Parr et al. [29]: Systematische Literaturbewertung der ILESI (687 Patienten mit NPP und/oder SKS), deutlicher Beweis für Kurzzeitwirkung (< 6 Monate) und geringer Beweis für Langzeitwirkung bei Lumboischialgie durch NPP, geringer Beweis für Kurz- und Langzeitwirkung bei spinalkanalstenose-bedingtem oder diskogenem Rückenschmerz.

 

Abdi et al. [30]: Systematische Literaturbewertung der ILESI (990 Patienten); starker Beweis für Kurzzeitwirkung (< 6 Wochen) und limitierter Beweis für Langzeitwirkung(> 6 Wochen).

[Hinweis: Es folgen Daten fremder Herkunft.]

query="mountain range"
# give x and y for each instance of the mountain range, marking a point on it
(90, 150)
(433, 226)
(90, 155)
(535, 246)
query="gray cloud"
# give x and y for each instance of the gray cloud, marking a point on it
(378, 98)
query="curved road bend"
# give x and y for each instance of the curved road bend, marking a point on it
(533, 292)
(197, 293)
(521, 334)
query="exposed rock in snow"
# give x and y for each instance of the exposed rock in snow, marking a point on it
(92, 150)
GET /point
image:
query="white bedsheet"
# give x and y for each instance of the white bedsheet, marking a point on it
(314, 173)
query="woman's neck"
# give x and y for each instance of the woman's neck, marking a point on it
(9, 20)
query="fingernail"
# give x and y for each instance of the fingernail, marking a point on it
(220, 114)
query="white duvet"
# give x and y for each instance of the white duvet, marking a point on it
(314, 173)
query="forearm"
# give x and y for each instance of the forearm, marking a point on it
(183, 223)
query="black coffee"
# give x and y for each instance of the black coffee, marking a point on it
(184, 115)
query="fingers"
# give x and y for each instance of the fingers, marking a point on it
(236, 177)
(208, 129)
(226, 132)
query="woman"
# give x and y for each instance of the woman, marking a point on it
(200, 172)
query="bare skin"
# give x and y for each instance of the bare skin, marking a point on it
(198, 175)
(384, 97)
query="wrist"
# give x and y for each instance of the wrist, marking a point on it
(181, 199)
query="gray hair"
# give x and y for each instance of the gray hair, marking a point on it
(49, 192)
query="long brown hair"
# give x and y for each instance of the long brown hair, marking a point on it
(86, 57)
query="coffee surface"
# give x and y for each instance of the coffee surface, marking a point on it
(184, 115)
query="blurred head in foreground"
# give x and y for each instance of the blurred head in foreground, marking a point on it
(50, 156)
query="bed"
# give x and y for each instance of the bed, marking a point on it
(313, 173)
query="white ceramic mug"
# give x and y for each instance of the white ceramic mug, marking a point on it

Posterolaterale Injektionen in den foraminoartikulären Bereich

Historischer Überblick

Bereits Anfang des 20. Jahrhunderts wurden thorakale und lumbale paravertebrale Blockaden mit Kokain durchgeführt [1]. Reischauer wandte seit 1951 in den Segmenten LWK4/5 und LWK 5/SWK1 die Zwischenwirbelloch-Infiltration mit großem Volumen (30 ml 1%ige Novocain-Lsg.) als „paravertebrale Umflutung“ zur Behandlung der Lumboischialgie bei WRS L5 und S1 zur Desensibilisierung hypererger Nervenfasern an. MacNab stellte 1971 mit Kontrastmittel den Spinalnerven und Nervenwurzeln als „diagnostische Wurzelscheideninfiltration“ bei unklarer Operationsindikation dar [22]. Wenig später wurde diese Technik mit zusätzlicher Kortikoidgabe zur Behandlung der Radikulopathie genutzt [1]. Inzwischen existieren mehrere modifizierte Injektionstechniken in die Zwischenwirbellochregion (Tab. 4).

Injektionstechniken

Man unterscheidet prinzipiell in die diagnostische selektive Nervenblockade (SNB) sowie die therapeutische transforaminale epidurale Steroidinfiltration (TFESI) und die sog. paravertebrale „Wurzelblockade“ (Blockade des Spinalnerven bzw. R. ventralis und ggf. der segmentalen Nervenwurzeln).